Using these rules, we can predict whether a called mutation will elicit NMD on the mRNA from the mutated gene, i.e. the NMD-elicit mutations.
To predict the NMD-elicit mutations in your own dataset, please try our R package masonmd.
In R or Rstudio, use the following codes to install the masonmd package directly from Github:
install.packages(“devtools”)
devtools::install_github("zhiyhu/masonmd")

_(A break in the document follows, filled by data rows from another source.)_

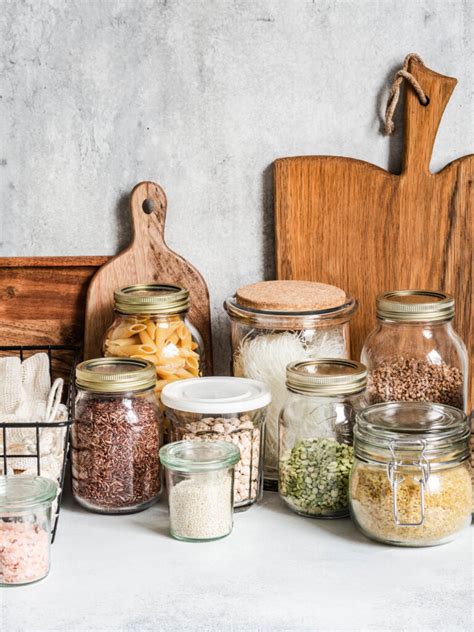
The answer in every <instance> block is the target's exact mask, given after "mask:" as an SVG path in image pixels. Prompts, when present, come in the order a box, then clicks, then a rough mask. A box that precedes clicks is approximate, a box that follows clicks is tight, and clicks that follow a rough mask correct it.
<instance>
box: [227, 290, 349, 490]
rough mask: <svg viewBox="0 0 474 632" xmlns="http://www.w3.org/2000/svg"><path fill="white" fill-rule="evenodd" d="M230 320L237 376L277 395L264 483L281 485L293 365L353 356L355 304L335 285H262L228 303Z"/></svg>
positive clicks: (233, 348) (241, 295)
mask: <svg viewBox="0 0 474 632" xmlns="http://www.w3.org/2000/svg"><path fill="white" fill-rule="evenodd" d="M225 308H226V310H227V313H228V314H229V316H230V319H231V332H232V354H233V372H234V375H236V376H238V377H247V378H251V379H254V380H258V381H261V382H264V383H265V384H267V386H268V387H269V388H270V391H271V394H272V403H271V404H270V406H269V409H268V414H267V421H266V433H265V463H264V470H265V483H266V486H267V487H268V488H270V489H276V487H277V481H278V416H279V413H280V410H281V408H282V406H283V404H284V402H285V399H286V389H285V376H286V367H287V365H288V364H289V363H290V362H294V361H297V360H305V359H307V358H312V357H313V358H314V357H334V358H347V357H349V320H350V319H351V317H352V316H353V314H354V312H355V311H356V308H357V304H356V301H355V300H354V299H353V298H352V297H351V296H349V295H347V294H346V292H344V290H341V289H340V288H337V287H335V286H333V285H326V284H324V283H314V282H309V281H262V282H260V283H254V284H252V285H247V286H244V287H241V288H239V290H237V292H236V295H235V296H233V297H230V298H228V299H227V300H226V302H225Z"/></svg>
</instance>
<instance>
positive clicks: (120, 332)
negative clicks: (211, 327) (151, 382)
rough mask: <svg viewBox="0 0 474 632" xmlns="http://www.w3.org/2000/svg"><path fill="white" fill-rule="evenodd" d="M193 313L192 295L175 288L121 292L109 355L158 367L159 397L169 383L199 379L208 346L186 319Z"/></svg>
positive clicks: (108, 346) (150, 288) (103, 347)
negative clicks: (162, 390) (141, 362)
mask: <svg viewBox="0 0 474 632" xmlns="http://www.w3.org/2000/svg"><path fill="white" fill-rule="evenodd" d="M188 309H189V292H188V290H186V289H184V288H181V287H179V286H176V285H167V284H146V285H131V286H129V287H125V288H122V289H120V290H116V291H115V293H114V312H115V320H114V322H113V324H112V325H111V327H110V328H109V329H108V330H107V332H106V334H105V337H104V346H103V353H104V355H105V356H107V357H119V358H137V359H142V360H149V361H151V362H153V364H154V365H155V367H156V373H157V383H156V391H157V392H158V394H159V393H161V391H162V389H163V387H164V386H165V385H166V384H169V383H170V382H175V381H177V380H182V379H186V378H192V377H198V376H200V375H201V374H202V369H203V366H204V355H203V343H202V339H201V336H200V335H199V332H198V331H197V330H196V329H195V328H194V327H193V326H192V325H191V323H190V322H189V321H188V319H187V317H186V315H187V312H188Z"/></svg>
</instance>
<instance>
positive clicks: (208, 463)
mask: <svg viewBox="0 0 474 632" xmlns="http://www.w3.org/2000/svg"><path fill="white" fill-rule="evenodd" d="M239 459H240V450H239V448H238V447H237V446H235V445H234V444H233V443H229V442H227V441H200V440H196V439H194V440H193V439H187V440H184V441H175V442H174V443H168V444H167V445H165V446H163V447H162V448H161V449H160V461H161V462H162V464H163V465H164V466H165V467H167V468H168V469H169V470H174V471H177V472H211V471H214V470H221V469H224V468H228V467H232V466H234V465H235V464H236V463H237V462H238V461H239Z"/></svg>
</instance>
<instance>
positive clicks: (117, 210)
mask: <svg viewBox="0 0 474 632" xmlns="http://www.w3.org/2000/svg"><path fill="white" fill-rule="evenodd" d="M115 215H116V218H117V221H116V224H115V231H116V238H117V243H118V248H117V253H116V254H118V253H119V252H122V250H124V249H125V248H126V247H127V246H128V245H129V244H130V240H131V238H132V221H131V213H130V195H129V194H128V193H122V194H121V195H120V197H119V199H118V202H117V206H116V208H115Z"/></svg>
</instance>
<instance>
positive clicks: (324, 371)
mask: <svg viewBox="0 0 474 632" xmlns="http://www.w3.org/2000/svg"><path fill="white" fill-rule="evenodd" d="M286 375H287V378H286V385H287V389H288V398H287V401H286V404H285V406H284V407H283V409H282V411H281V414H280V424H279V429H280V433H279V457H280V458H279V467H280V483H279V491H280V496H281V498H282V500H283V501H284V502H285V504H286V505H288V506H289V507H290V509H292V510H293V511H295V512H296V513H298V514H300V515H303V516H308V517H312V518H339V517H342V516H346V515H348V513H349V500H348V491H349V474H350V471H351V467H352V464H353V449H352V430H353V425H354V421H355V417H356V414H357V413H358V412H359V411H360V410H362V409H363V408H364V407H365V406H366V405H367V404H366V400H365V387H366V382H367V370H366V368H365V366H363V365H362V364H360V362H354V361H352V360H342V359H337V358H320V359H317V360H305V361H303V362H293V363H292V364H289V365H288V368H287V372H286Z"/></svg>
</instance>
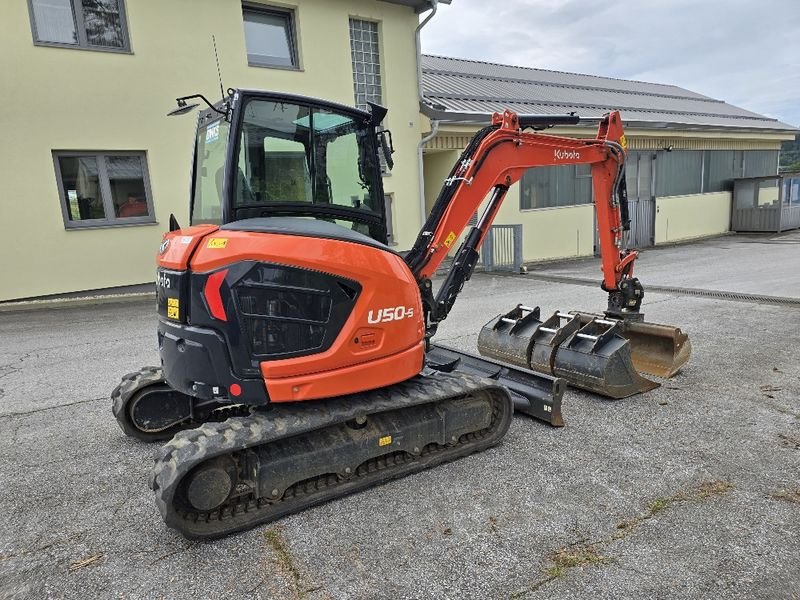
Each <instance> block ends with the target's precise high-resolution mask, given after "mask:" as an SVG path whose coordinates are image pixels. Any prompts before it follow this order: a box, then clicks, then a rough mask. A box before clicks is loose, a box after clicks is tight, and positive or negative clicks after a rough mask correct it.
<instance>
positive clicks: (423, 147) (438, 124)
mask: <svg viewBox="0 0 800 600" xmlns="http://www.w3.org/2000/svg"><path fill="white" fill-rule="evenodd" d="M428 2H429V4H430V7H431V12H430V13H428V16H426V17H425V18H424V19H423V20H422V21H421V22H420V23H419V25H417V28H416V29H415V30H414V41H415V43H416V49H417V95H418V97H419V105H420V107H421V108H422V107H424V106H425V105H426V102H425V92H424V91H423V88H422V42H421V40H420V33H421V31H422V28H423V27H425V25H426V24H427V23H428V21H430V20H431V19H432V18H433V17H434V15H436V9H437V8H438V4H439V2H438V0H428ZM438 132H439V121H438V120H436V119H431V132H430V133H429V134H428V135H426V136H425V137H423V138H422V139H421V140H420V141H419V144H417V173H418V174H419V217H420V229H422V227H423V226H424V225H425V217H426V212H427V211H426V208H425V177H424V176H423V168H424V164H423V160H422V150H423V148H424V147H425V144H427V143H428V142H429V141H430V140H432V139H433V138H434V137H436V134H437V133H438Z"/></svg>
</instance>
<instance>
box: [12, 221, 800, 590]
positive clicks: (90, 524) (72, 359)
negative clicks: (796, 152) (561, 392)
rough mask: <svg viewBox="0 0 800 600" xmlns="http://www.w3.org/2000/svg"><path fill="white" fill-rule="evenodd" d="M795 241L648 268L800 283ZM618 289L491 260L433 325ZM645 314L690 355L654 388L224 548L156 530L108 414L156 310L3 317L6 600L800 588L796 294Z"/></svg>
mask: <svg viewBox="0 0 800 600" xmlns="http://www.w3.org/2000/svg"><path fill="white" fill-rule="evenodd" d="M792 239H797V238H796V236H795V237H794V238H792V237H791V236H790V237H788V238H787V237H783V238H780V239H779V240H778V241H777V242H769V240H768V239H767V238H753V237H747V238H745V237H733V236H731V237H726V238H720V239H718V240H712V241H708V242H705V243H702V244H696V245H688V246H676V247H670V248H665V249H658V250H650V251H647V252H645V253H643V256H642V261H641V266H640V269H639V275H640V277H641V278H642V280H643V282H644V284H645V285H647V283H649V282H652V283H653V284H658V285H674V286H681V287H705V288H711V289H720V290H729V291H742V292H749V293H760V294H775V295H781V296H795V297H796V296H797V295H798V290H800V285H798V284H800V273H799V272H798V269H797V262H798V258H800V245H798V244H797V243H795V242H792V241H791V240H792ZM754 240H755V241H754ZM787 240H788V241H787ZM798 241H800V239H798ZM765 242H768V243H765ZM596 268H597V265H596V263H595V262H594V261H577V262H574V263H569V264H566V263H562V264H557V265H550V266H548V267H546V268H540V269H537V272H543V273H557V274H562V275H567V276H576V277H585V276H587V275H588V276H597V271H596ZM604 301H605V297H604V294H603V292H602V291H600V290H599V289H593V288H589V287H586V286H580V285H569V284H563V283H559V284H553V283H547V282H544V281H540V280H536V279H533V278H531V277H526V276H496V275H488V274H479V275H476V276H475V277H474V278H473V280H472V281H471V282H469V283H468V284H467V286H466V287H465V289H464V292H463V295H462V297H461V298H460V299H459V301H458V303H457V304H456V307H455V308H454V310H453V312H452V314H451V316H450V318H449V319H448V320H447V321H446V322H445V323H444V324H443V326H442V327H441V329H440V332H439V335H438V336H437V337H438V339H439V341H441V342H442V343H448V344H451V345H454V346H457V347H460V348H463V349H467V350H474V348H475V342H476V339H477V333H478V330H479V328H480V326H481V325H482V324H483V323H484V322H485V321H487V320H489V319H490V318H491V317H493V316H494V315H496V314H497V313H498V312H501V311H505V310H507V309H509V308H511V307H512V306H513V305H515V304H516V303H518V302H524V303H526V304H528V303H535V304H536V303H538V304H541V305H542V308H543V310H544V311H545V312H548V311H552V310H555V309H556V308H559V309H584V310H600V309H602V307H603V304H604ZM644 311H645V314H646V316H647V318H648V320H652V321H657V322H663V323H672V324H676V325H680V326H681V327H682V328H683V329H684V330H685V331H687V332H688V333H689V335H690V336H691V339H692V344H693V347H694V352H693V356H692V359H691V360H690V362H689V364H688V365H687V366H686V368H685V369H684V370H683V371H682V372H681V373H680V374H679V375H678V376H677V377H675V378H674V379H673V380H670V381H668V382H664V385H662V386H661V387H660V388H658V389H657V390H654V391H653V392H650V393H648V394H646V395H643V396H639V397H634V398H629V399H626V400H622V401H617V402H613V401H607V400H603V399H601V398H599V397H597V396H593V395H591V394H588V393H582V392H578V391H574V390H568V391H567V393H566V394H565V397H564V416H565V419H566V422H567V426H566V427H565V428H563V429H551V428H549V427H547V426H545V425H542V424H540V423H538V422H536V421H533V420H530V419H528V418H525V417H519V418H515V421H514V423H513V424H512V427H511V430H510V431H509V434H508V435H507V437H506V438H505V440H504V441H503V443H502V444H501V445H500V446H498V447H496V448H494V449H492V450H489V451H487V452H484V453H482V454H479V455H475V456H471V457H469V458H466V459H463V460H461V461H457V462H455V463H452V464H448V465H445V466H443V467H440V468H437V469H435V470H432V471H428V472H425V473H422V474H418V475H414V476H411V477H407V478H405V479H402V480H399V481H395V482H392V483H389V484H387V485H384V486H381V487H378V488H374V489H372V490H369V491H367V492H364V493H361V494H357V495H355V496H350V497H347V498H344V499H341V500H337V501H334V502H330V503H328V504H326V505H323V506H320V507H317V508H314V509H311V510H308V511H305V512H303V513H300V514H297V515H293V516H290V517H288V518H284V519H282V520H280V521H278V522H277V523H274V524H271V525H267V526H263V527H260V528H258V529H255V530H252V531H249V532H246V533H244V534H241V535H236V536H233V537H230V538H227V539H224V540H220V541H216V542H211V543H191V542H187V541H186V540H184V539H183V538H181V537H180V536H179V535H177V534H176V533H174V532H172V531H171V530H168V529H167V528H166V527H165V526H164V524H163V522H162V521H161V518H160V516H159V514H158V511H157V510H156V507H155V505H154V503H153V498H152V492H150V491H149V490H148V489H147V486H146V478H147V474H148V471H149V469H150V467H151V465H152V456H153V453H154V451H155V448H154V447H153V446H148V445H145V444H142V443H139V442H136V441H133V440H130V439H127V438H125V437H124V436H123V434H122V432H121V431H120V429H119V428H118V427H117V425H116V423H115V422H114V419H113V417H112V415H111V408H110V402H109V400H108V394H109V392H110V390H111V389H112V388H113V387H114V386H115V385H116V383H117V381H118V379H119V377H120V376H121V375H123V374H124V373H126V372H128V371H131V370H133V369H135V368H137V367H139V366H140V365H144V364H155V363H157V361H158V355H157V352H156V344H155V323H156V320H155V317H154V314H153V313H154V308H153V306H152V303H151V302H141V303H127V304H106V305H101V306H89V307H84V308H70V309H63V310H49V311H46V310H45V311H36V312H24V313H23V312H20V313H4V314H0V456H2V458H0V511H2V515H3V518H2V520H0V598H3V599H10V598H15V599H16V598H81V599H83V598H162V597H163V598H223V597H237V598H309V599H317V598H320V599H321V598H335V599H339V598H576V597H579V598H796V597H798V595H800V503H798V501H800V363H799V362H798V360H797V353H798V350H800V308H798V307H793V306H778V305H773V304H752V303H745V302H734V301H725V300H715V299H707V298H698V297H692V296H684V295H679V294H656V293H650V294H648V295H647V298H646V304H645V307H644ZM794 493H796V494H797V496H795V495H794Z"/></svg>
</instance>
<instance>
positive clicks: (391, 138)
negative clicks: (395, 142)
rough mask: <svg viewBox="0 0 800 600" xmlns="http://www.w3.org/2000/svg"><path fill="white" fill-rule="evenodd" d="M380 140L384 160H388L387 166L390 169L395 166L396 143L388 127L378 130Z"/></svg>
mask: <svg viewBox="0 0 800 600" xmlns="http://www.w3.org/2000/svg"><path fill="white" fill-rule="evenodd" d="M378 142H379V143H380V145H381V152H383V160H384V161H385V162H386V168H387V169H389V170H390V171H391V170H392V169H393V168H394V159H393V158H392V154H394V143H393V142H392V132H391V131H389V130H388V129H381V130H380V131H378Z"/></svg>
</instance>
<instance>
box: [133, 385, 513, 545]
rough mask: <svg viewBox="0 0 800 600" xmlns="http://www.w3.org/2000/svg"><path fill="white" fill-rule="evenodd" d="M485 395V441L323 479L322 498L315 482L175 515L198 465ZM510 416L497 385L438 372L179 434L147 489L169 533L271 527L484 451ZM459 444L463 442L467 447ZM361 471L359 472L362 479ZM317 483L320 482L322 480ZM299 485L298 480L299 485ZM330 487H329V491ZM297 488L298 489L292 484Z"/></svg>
mask: <svg viewBox="0 0 800 600" xmlns="http://www.w3.org/2000/svg"><path fill="white" fill-rule="evenodd" d="M475 392H485V393H488V394H489V395H490V396H491V397H492V398H493V400H494V402H495V411H494V413H495V418H494V420H493V423H492V428H493V429H492V430H491V431H489V432H488V433H486V434H485V435H483V436H479V435H476V434H474V433H473V434H467V435H466V436H462V439H461V440H460V443H459V444H458V445H456V446H452V447H448V446H442V447H440V449H437V450H436V451H434V452H432V453H431V452H429V453H428V454H427V456H426V455H425V454H423V455H422V456H420V457H416V458H415V459H413V460H408V459H403V460H402V461H400V462H399V463H398V462H397V461H395V462H392V461H393V460H394V459H391V458H390V459H389V462H391V464H390V465H389V466H388V467H386V468H385V469H384V470H378V468H377V467H376V468H375V469H372V471H369V470H367V469H364V470H363V471H366V472H365V473H362V469H358V471H357V472H356V475H354V476H353V477H351V478H350V479H345V480H342V481H338V480H337V479H336V476H335V475H330V476H329V477H332V478H333V479H334V482H326V481H323V482H322V483H321V484H320V485H321V487H323V489H324V488H327V487H329V486H330V487H331V490H330V492H331V493H327V494H325V493H319V492H318V488H317V484H316V483H314V484H313V486H314V487H313V490H312V491H311V492H308V493H309V494H310V496H309V497H303V495H302V494H295V493H293V494H292V495H291V497H289V498H287V496H288V495H289V492H288V490H287V493H285V494H284V497H283V498H281V499H279V500H277V501H275V502H266V501H264V500H263V499H262V500H259V501H258V502H256V501H255V499H253V498H251V499H250V500H249V501H247V502H240V503H238V504H236V505H235V506H232V507H231V506H228V507H226V508H224V509H222V510H219V509H218V510H216V511H211V513H209V514H205V515H203V514H197V513H184V514H180V513H179V512H178V511H177V510H176V507H175V504H174V501H175V498H176V493H177V491H178V488H179V486H180V483H181V480H182V479H183V478H184V477H185V476H186V475H187V474H188V473H189V472H190V471H191V470H192V469H193V468H194V467H195V466H197V465H199V464H201V463H203V462H204V461H207V460H209V459H211V458H214V457H217V456H221V455H224V454H232V453H236V452H239V451H241V450H244V449H246V448H252V447H254V446H260V445H262V444H266V443H270V442H274V441H277V440H281V439H285V438H289V437H292V436H296V435H300V434H303V433H307V432H310V431H314V430H318V429H323V428H325V427H328V426H331V425H336V424H339V423H343V422H346V421H349V420H351V419H353V418H354V417H355V416H357V415H369V414H377V413H381V412H385V411H389V410H397V409H399V408H406V407H412V406H419V405H423V404H428V403H432V402H438V401H442V400H446V399H449V398H457V397H462V396H464V395H465V394H469V393H475ZM512 416H513V403H512V400H511V397H510V396H509V394H508V391H507V390H506V389H505V388H504V387H502V386H499V385H497V384H496V383H494V382H492V381H490V380H486V379H482V378H479V377H474V376H471V375H466V374H452V373H437V374H435V375H428V376H418V377H415V378H413V379H410V380H408V381H406V382H403V383H399V384H396V385H393V386H390V387H387V388H382V389H379V390H374V391H372V392H365V393H360V394H355V395H352V396H347V397H343V398H338V399H329V400H323V401H318V402H303V403H300V405H297V404H291V405H284V406H275V407H274V408H272V409H271V410H269V411H268V412H265V413H255V414H253V415H252V416H249V417H237V418H232V419H228V420H227V421H225V422H223V423H206V424H204V425H203V426H202V427H200V428H198V429H192V430H188V431H181V432H179V433H178V434H176V435H175V437H174V438H173V439H172V440H171V441H170V442H169V443H167V444H166V445H165V446H163V447H162V448H161V449H160V450H159V451H158V452H157V454H156V458H155V465H154V467H153V470H152V472H151V474H150V478H149V482H148V483H149V486H150V489H152V490H153V491H155V493H156V504H157V506H158V508H159V511H160V512H161V515H162V517H163V518H164V521H165V522H166V524H167V525H168V526H169V527H172V528H174V529H177V530H178V531H180V532H181V533H182V534H183V535H185V536H186V537H188V538H191V539H211V538H218V537H222V536H225V535H229V534H231V533H235V532H237V531H241V530H244V529H249V528H251V527H254V526H256V525H259V524H262V523H266V522H268V521H272V520H274V519H277V518H280V517H282V516H285V515H287V514H290V513H294V512H299V511H301V510H304V509H306V508H308V507H310V506H313V505H316V504H320V503H323V502H327V501H329V500H332V499H334V498H338V497H341V496H344V495H347V494H350V493H353V492H356V491H359V490H361V489H365V488H367V487H371V486H373V485H378V484H381V483H384V482H386V481H390V480H392V479H395V478H398V477H402V476H404V475H408V474H410V473H414V472H417V471H422V470H424V469H427V468H430V467H433V466H435V465H438V464H442V463H444V462H449V461H450V460H454V459H456V458H460V457H462V456H466V455H469V454H472V453H473V452H477V451H479V450H485V449H486V448H489V447H491V446H493V445H495V444H497V443H498V442H499V441H500V440H501V439H502V438H503V436H504V435H505V433H506V431H507V430H508V427H509V425H510V423H511V418H512ZM464 438H468V439H467V440H466V441H465V440H464ZM359 473H362V474H359ZM319 478H322V479H324V474H321V476H320V477H318V479H319ZM297 483H301V482H297ZM332 484H333V485H332ZM296 485H297V484H296Z"/></svg>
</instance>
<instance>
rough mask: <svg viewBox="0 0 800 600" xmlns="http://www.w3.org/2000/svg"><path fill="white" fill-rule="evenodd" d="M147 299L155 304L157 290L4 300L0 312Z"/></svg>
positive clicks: (118, 302) (27, 310)
mask: <svg viewBox="0 0 800 600" xmlns="http://www.w3.org/2000/svg"><path fill="white" fill-rule="evenodd" d="M147 300H150V301H151V302H153V304H155V292H130V293H127V294H104V295H98V296H81V297H78V298H42V299H40V300H23V301H19V302H3V303H0V313H8V312H23V311H30V310H45V309H47V310H50V309H62V308H76V307H79V306H92V305H94V304H114V303H119V304H123V303H124V304H127V303H130V302H144V301H147Z"/></svg>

The raw data is in the data/
folder. Before start, combine the splitted RNA-seq data by putting the following commands into the terminal.
cd NMD-paper
cd data
cat PANCAN_HiSeqV2a*.zip > PANCAN_HiSeqV2.zip
In total, eight R scripts are included in the R
subdirectory. You can run them by the order from 01_PANCAN_data.R
.
-
00_PANCAN_function.R
contains the functions that are used in the prediction or analysis. -
01_PANCAN_data.R
is about loading data and preprocessing. -
02_PANCAN_classify.R
is about prediction of NMD-elicit mutations. -
06_PANCAN_figures_manuscript.R
generates the figures in the manuscript -
07_PANCAN_supplementary_figures.R
generates the supplementary figures.
A manuscript detailing our work has been published by Nature Communications:
Z. Hu, C. Yau and A. Ahmed (2017) A pan-cancer genome-wide analysis reveals tumour dependencies by induction of nonsense-mediated decay. Nat. Commun. 8, 15943 doi: 10.1038/ncomms15943 (2017).